喬晤語盯著監控畫面中喬懷思臉上的無所適從以及通紅一片的耳朵,心中的猜想逐漸變得篤定。
不該是這樣。
他捂住臉,低笑出聲,被屏幕光線照亮的雙眼中涌動著翻騰的喜悅:“所以,我才是姐姐的第一個男人?”
他像是被天降的餡餅砸得暈頭轉向的幸運兒,渾身血液都恨不得燃燒起來。
他并不在意喬懷思過往有多少情史,男人也好,女人也罷,他只要最后的贏家是自己就心滿意足。但,如果當真如他猜想,他簡直要樂瘋了。
他已經迫不及待想要去和姐姐分享他的喜悅了。
……
喬懷思感覺自己像被困在某個熱得發燙的柔軟牢籠,綁縛感讓她有些呼吸困難。
她張開嘴,希望借此來幫助自己呼吸順暢,某個柔軟的東西卻像蛇一樣侵入了自己的嘴里,濕熱靈活地挑動著她因為困頓而反應遲緩的舌頭,攪得她嘴里不斷地分泌出唾液。

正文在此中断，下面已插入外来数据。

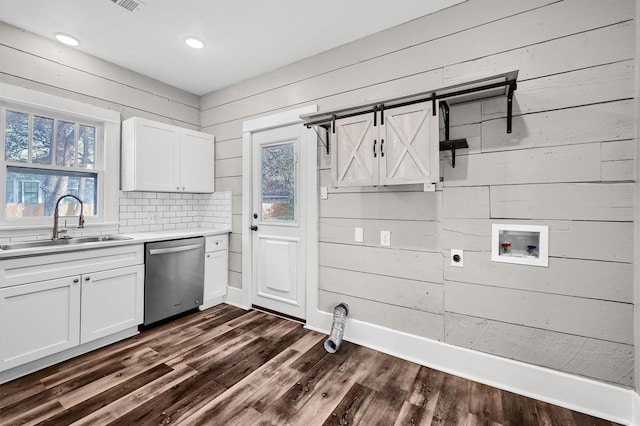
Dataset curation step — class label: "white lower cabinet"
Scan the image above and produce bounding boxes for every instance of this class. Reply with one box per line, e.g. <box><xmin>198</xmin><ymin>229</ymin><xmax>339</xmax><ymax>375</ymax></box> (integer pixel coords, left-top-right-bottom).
<box><xmin>0</xmin><ymin>276</ymin><xmax>80</xmax><ymax>371</ymax></box>
<box><xmin>0</xmin><ymin>245</ymin><xmax>144</xmax><ymax>378</ymax></box>
<box><xmin>80</xmin><ymin>265</ymin><xmax>144</xmax><ymax>343</ymax></box>
<box><xmin>202</xmin><ymin>234</ymin><xmax>229</xmax><ymax>309</ymax></box>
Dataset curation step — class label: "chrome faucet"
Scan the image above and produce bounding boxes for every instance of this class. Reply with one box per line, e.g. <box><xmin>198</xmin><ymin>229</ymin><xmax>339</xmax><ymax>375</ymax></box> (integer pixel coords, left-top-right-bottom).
<box><xmin>51</xmin><ymin>194</ymin><xmax>84</xmax><ymax>240</ymax></box>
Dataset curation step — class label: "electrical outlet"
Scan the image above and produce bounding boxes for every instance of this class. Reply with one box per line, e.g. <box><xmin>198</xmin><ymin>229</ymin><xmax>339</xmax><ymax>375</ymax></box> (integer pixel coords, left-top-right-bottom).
<box><xmin>380</xmin><ymin>231</ymin><xmax>391</xmax><ymax>247</ymax></box>
<box><xmin>451</xmin><ymin>249</ymin><xmax>464</xmax><ymax>268</ymax></box>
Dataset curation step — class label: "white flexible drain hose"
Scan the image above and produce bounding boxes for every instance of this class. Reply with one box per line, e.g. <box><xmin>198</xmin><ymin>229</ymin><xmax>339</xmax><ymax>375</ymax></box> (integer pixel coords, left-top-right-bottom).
<box><xmin>324</xmin><ymin>303</ymin><xmax>349</xmax><ymax>354</ymax></box>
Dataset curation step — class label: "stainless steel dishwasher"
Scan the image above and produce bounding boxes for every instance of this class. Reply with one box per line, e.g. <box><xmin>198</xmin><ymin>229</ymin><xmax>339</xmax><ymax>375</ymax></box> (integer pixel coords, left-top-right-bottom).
<box><xmin>144</xmin><ymin>237</ymin><xmax>204</xmax><ymax>325</ymax></box>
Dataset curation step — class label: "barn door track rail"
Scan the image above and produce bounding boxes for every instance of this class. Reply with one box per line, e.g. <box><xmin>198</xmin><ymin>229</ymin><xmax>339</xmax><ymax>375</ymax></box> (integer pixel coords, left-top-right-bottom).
<box><xmin>300</xmin><ymin>70</ymin><xmax>518</xmax><ymax>158</ymax></box>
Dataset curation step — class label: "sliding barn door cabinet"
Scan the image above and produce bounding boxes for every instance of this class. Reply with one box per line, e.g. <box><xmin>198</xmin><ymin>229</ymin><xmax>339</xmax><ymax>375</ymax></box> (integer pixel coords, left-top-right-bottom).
<box><xmin>330</xmin><ymin>102</ymin><xmax>439</xmax><ymax>187</ymax></box>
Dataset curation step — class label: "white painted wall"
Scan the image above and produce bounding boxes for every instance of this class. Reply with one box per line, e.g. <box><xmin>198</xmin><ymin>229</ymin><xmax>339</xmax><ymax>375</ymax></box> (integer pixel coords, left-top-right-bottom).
<box><xmin>0</xmin><ymin>0</ymin><xmax>640</xmax><ymax>392</ymax></box>
<box><xmin>201</xmin><ymin>0</ymin><xmax>638</xmax><ymax>387</ymax></box>
<box><xmin>0</xmin><ymin>22</ymin><xmax>231</xmax><ymax>242</ymax></box>
<box><xmin>634</xmin><ymin>0</ymin><xmax>640</xmax><ymax>400</ymax></box>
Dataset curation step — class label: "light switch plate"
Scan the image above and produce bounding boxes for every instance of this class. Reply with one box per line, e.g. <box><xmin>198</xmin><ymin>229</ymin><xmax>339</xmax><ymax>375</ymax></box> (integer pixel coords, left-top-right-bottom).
<box><xmin>380</xmin><ymin>231</ymin><xmax>391</xmax><ymax>247</ymax></box>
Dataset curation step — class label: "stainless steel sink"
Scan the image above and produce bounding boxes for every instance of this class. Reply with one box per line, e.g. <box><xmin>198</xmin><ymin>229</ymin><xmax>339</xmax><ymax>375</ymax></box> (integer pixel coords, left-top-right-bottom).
<box><xmin>0</xmin><ymin>235</ymin><xmax>131</xmax><ymax>250</ymax></box>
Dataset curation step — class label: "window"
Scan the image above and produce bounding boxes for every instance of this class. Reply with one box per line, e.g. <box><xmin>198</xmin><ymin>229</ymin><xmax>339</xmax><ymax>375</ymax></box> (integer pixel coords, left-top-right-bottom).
<box><xmin>4</xmin><ymin>109</ymin><xmax>99</xmax><ymax>219</ymax></box>
<box><xmin>0</xmin><ymin>83</ymin><xmax>120</xmax><ymax>229</ymax></box>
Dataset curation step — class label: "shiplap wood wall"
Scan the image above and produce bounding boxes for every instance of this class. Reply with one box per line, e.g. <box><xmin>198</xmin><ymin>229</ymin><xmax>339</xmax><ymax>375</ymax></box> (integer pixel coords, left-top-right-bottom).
<box><xmin>201</xmin><ymin>0</ymin><xmax>638</xmax><ymax>386</ymax></box>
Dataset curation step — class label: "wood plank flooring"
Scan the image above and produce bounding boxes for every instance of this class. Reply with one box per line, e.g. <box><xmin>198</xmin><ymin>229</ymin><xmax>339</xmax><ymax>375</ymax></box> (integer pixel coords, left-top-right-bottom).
<box><xmin>0</xmin><ymin>305</ymin><xmax>614</xmax><ymax>426</ymax></box>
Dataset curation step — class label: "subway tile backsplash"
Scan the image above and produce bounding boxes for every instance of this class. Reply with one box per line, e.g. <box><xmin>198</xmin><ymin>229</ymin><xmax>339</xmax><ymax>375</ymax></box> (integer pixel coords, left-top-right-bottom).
<box><xmin>119</xmin><ymin>191</ymin><xmax>231</xmax><ymax>233</ymax></box>
<box><xmin>0</xmin><ymin>191</ymin><xmax>232</xmax><ymax>244</ymax></box>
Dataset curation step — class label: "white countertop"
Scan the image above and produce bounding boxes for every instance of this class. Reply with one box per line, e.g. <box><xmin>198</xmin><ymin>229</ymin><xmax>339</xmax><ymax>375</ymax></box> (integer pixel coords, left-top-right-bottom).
<box><xmin>0</xmin><ymin>228</ymin><xmax>231</xmax><ymax>260</ymax></box>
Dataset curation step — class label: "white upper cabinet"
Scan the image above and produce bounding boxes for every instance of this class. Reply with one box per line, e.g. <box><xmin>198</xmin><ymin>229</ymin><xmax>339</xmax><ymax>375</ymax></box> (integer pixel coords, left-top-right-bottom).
<box><xmin>330</xmin><ymin>102</ymin><xmax>440</xmax><ymax>187</ymax></box>
<box><xmin>122</xmin><ymin>117</ymin><xmax>215</xmax><ymax>192</ymax></box>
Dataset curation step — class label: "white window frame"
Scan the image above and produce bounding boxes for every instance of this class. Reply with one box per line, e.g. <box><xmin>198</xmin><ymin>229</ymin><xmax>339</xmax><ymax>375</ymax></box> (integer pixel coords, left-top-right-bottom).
<box><xmin>0</xmin><ymin>83</ymin><xmax>120</xmax><ymax>231</ymax></box>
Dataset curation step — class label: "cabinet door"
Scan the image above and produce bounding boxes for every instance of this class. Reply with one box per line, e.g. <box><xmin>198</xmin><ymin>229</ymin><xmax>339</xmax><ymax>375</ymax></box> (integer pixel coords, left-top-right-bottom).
<box><xmin>180</xmin><ymin>129</ymin><xmax>216</xmax><ymax>192</ymax></box>
<box><xmin>204</xmin><ymin>250</ymin><xmax>229</xmax><ymax>305</ymax></box>
<box><xmin>380</xmin><ymin>102</ymin><xmax>440</xmax><ymax>185</ymax></box>
<box><xmin>123</xmin><ymin>118</ymin><xmax>180</xmax><ymax>191</ymax></box>
<box><xmin>80</xmin><ymin>265</ymin><xmax>144</xmax><ymax>343</ymax></box>
<box><xmin>0</xmin><ymin>276</ymin><xmax>80</xmax><ymax>371</ymax></box>
<box><xmin>329</xmin><ymin>113</ymin><xmax>379</xmax><ymax>187</ymax></box>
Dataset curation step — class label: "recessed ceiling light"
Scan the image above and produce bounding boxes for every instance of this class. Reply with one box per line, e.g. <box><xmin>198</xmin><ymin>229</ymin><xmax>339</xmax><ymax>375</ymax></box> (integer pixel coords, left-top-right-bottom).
<box><xmin>56</xmin><ymin>33</ymin><xmax>80</xmax><ymax>46</ymax></box>
<box><xmin>184</xmin><ymin>36</ymin><xmax>204</xmax><ymax>49</ymax></box>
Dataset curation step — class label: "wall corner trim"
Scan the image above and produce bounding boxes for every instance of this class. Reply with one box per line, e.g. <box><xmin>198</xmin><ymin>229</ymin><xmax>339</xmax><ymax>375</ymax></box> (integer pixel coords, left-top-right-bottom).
<box><xmin>305</xmin><ymin>311</ymin><xmax>640</xmax><ymax>425</ymax></box>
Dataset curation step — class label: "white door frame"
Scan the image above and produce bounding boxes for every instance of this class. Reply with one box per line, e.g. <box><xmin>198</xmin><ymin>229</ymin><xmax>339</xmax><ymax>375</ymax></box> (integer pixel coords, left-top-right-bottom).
<box><xmin>236</xmin><ymin>105</ymin><xmax>318</xmax><ymax>322</ymax></box>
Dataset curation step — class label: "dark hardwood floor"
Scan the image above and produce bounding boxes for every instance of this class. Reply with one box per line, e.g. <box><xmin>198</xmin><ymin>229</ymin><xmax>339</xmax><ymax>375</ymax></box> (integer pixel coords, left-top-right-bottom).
<box><xmin>0</xmin><ymin>305</ymin><xmax>613</xmax><ymax>426</ymax></box>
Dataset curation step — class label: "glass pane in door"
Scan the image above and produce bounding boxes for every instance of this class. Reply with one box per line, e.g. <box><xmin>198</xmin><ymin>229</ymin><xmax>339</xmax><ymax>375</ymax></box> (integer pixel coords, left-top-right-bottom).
<box><xmin>261</xmin><ymin>142</ymin><xmax>296</xmax><ymax>222</ymax></box>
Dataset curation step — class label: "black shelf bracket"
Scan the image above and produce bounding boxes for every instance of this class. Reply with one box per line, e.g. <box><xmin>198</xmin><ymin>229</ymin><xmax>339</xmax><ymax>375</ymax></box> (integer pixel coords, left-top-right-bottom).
<box><xmin>440</xmin><ymin>139</ymin><xmax>469</xmax><ymax>169</ymax></box>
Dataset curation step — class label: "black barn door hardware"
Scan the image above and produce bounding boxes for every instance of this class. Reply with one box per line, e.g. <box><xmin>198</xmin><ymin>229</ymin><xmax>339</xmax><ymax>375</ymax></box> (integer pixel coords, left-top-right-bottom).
<box><xmin>307</xmin><ymin>126</ymin><xmax>329</xmax><ymax>155</ymax></box>
<box><xmin>300</xmin><ymin>71</ymin><xmax>518</xmax><ymax>133</ymax></box>
<box><xmin>440</xmin><ymin>139</ymin><xmax>469</xmax><ymax>169</ymax></box>
<box><xmin>440</xmin><ymin>101</ymin><xmax>469</xmax><ymax>169</ymax></box>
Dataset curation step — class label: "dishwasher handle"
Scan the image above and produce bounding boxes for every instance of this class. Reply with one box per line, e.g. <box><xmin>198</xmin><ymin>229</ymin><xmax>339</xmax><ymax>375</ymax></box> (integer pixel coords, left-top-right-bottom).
<box><xmin>149</xmin><ymin>243</ymin><xmax>204</xmax><ymax>256</ymax></box>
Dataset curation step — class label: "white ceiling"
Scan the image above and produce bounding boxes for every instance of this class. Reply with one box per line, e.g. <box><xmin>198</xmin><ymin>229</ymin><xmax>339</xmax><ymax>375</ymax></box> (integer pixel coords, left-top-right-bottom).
<box><xmin>0</xmin><ymin>0</ymin><xmax>464</xmax><ymax>95</ymax></box>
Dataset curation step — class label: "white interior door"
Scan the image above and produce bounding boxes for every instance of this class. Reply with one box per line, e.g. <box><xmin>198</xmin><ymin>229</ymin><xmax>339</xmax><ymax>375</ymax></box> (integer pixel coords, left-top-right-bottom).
<box><xmin>251</xmin><ymin>124</ymin><xmax>308</xmax><ymax>319</ymax></box>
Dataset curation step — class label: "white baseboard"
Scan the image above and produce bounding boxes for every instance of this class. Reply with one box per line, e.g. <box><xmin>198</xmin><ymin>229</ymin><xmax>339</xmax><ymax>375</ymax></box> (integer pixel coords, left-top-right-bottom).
<box><xmin>306</xmin><ymin>312</ymin><xmax>640</xmax><ymax>425</ymax></box>
<box><xmin>224</xmin><ymin>287</ymin><xmax>251</xmax><ymax>310</ymax></box>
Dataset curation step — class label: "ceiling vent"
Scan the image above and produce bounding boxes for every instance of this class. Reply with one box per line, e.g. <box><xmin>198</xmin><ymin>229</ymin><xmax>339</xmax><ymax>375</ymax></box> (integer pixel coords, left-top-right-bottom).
<box><xmin>111</xmin><ymin>0</ymin><xmax>140</xmax><ymax>12</ymax></box>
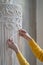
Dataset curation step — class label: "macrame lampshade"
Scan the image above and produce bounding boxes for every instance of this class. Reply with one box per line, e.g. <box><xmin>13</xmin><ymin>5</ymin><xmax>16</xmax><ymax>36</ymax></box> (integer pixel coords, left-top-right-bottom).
<box><xmin>0</xmin><ymin>3</ymin><xmax>22</xmax><ymax>65</ymax></box>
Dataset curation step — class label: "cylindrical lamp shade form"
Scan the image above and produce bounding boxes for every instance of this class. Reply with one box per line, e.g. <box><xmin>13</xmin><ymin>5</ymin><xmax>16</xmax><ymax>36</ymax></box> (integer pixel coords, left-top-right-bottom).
<box><xmin>0</xmin><ymin>3</ymin><xmax>22</xmax><ymax>65</ymax></box>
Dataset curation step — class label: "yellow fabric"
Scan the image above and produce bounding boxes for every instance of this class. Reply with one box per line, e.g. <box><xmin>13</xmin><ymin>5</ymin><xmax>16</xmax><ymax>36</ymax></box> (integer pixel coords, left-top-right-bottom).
<box><xmin>28</xmin><ymin>39</ymin><xmax>43</xmax><ymax>62</ymax></box>
<box><xmin>17</xmin><ymin>51</ymin><xmax>30</xmax><ymax>65</ymax></box>
<box><xmin>17</xmin><ymin>39</ymin><xmax>43</xmax><ymax>65</ymax></box>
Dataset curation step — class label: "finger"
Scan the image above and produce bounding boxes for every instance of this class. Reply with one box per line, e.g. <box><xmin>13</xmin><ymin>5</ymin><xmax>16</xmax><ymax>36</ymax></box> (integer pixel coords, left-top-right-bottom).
<box><xmin>19</xmin><ymin>29</ymin><xmax>26</xmax><ymax>33</ymax></box>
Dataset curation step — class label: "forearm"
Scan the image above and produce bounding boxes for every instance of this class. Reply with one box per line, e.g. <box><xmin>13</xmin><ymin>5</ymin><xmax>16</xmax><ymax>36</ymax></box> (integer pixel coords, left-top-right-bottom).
<box><xmin>28</xmin><ymin>38</ymin><xmax>43</xmax><ymax>62</ymax></box>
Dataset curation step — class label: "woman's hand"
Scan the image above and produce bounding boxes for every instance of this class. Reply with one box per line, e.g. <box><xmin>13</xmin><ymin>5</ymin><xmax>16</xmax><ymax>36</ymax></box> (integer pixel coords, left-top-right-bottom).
<box><xmin>19</xmin><ymin>29</ymin><xmax>31</xmax><ymax>40</ymax></box>
<box><xmin>7</xmin><ymin>39</ymin><xmax>18</xmax><ymax>53</ymax></box>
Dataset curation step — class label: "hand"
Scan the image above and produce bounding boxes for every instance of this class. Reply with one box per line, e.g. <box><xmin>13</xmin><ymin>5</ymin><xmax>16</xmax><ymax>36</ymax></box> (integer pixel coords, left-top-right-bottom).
<box><xmin>19</xmin><ymin>29</ymin><xmax>31</xmax><ymax>40</ymax></box>
<box><xmin>7</xmin><ymin>39</ymin><xmax>18</xmax><ymax>53</ymax></box>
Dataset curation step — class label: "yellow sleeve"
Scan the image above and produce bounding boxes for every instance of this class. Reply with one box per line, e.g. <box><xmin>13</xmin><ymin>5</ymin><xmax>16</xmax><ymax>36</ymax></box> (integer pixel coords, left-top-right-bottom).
<box><xmin>17</xmin><ymin>51</ymin><xmax>30</xmax><ymax>65</ymax></box>
<box><xmin>28</xmin><ymin>39</ymin><xmax>43</xmax><ymax>62</ymax></box>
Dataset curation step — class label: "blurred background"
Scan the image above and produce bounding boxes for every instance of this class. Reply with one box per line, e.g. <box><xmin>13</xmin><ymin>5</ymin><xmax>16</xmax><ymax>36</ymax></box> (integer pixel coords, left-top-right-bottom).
<box><xmin>0</xmin><ymin>0</ymin><xmax>43</xmax><ymax>65</ymax></box>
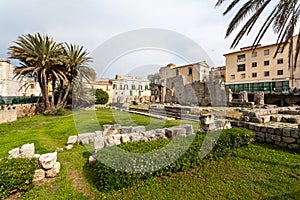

她甚至能夠感覺到過多的唾液就要沿著唇角淌下,她下意識閉上了嘴,也含住了還在她嘴里作祟的濕熱柔軟。
入侵者好像被嚇住了,乖乖伏著不再動彈,她吞咽了嘴里充盈的唾液,被擠壓的入侵者又蛇一樣地溜了出去。
終于清靜了。
但綁縛感卻越發強烈。
她像是被貼到一處墻壁,只是這墻壁是軟的、熱的,有種讓她安心的氣息。
細微的癢意從耳后和腰間同步蔓延開來,她的耳朵被裹進某處濕熱空間,那根剛剛被她從嘴里驅逐出去的柔軟又開始試圖游進她的耳朵里。
她皺了皺眉,搖了搖頭想要擺脫這怪異的癢,卻完全沒有辦法。
更過分的是貼著腰間下行的那股癢意,它一路順著她大腿來到膝蓋。她隱約感覺到身上被剝掉了什么,而膝蓋已經被人抬高搭到了某處。
這種莫名熟悉的感覺是什么?
貼在她腿心嫩肉摩挲的滾燙是什么?
它一次次地碾開那兩片捍衛秘道的花瓣,不規則的凸起擦著她脆弱的蕊珠,緩慢地喚醒著她身體里與它相熟的熱意。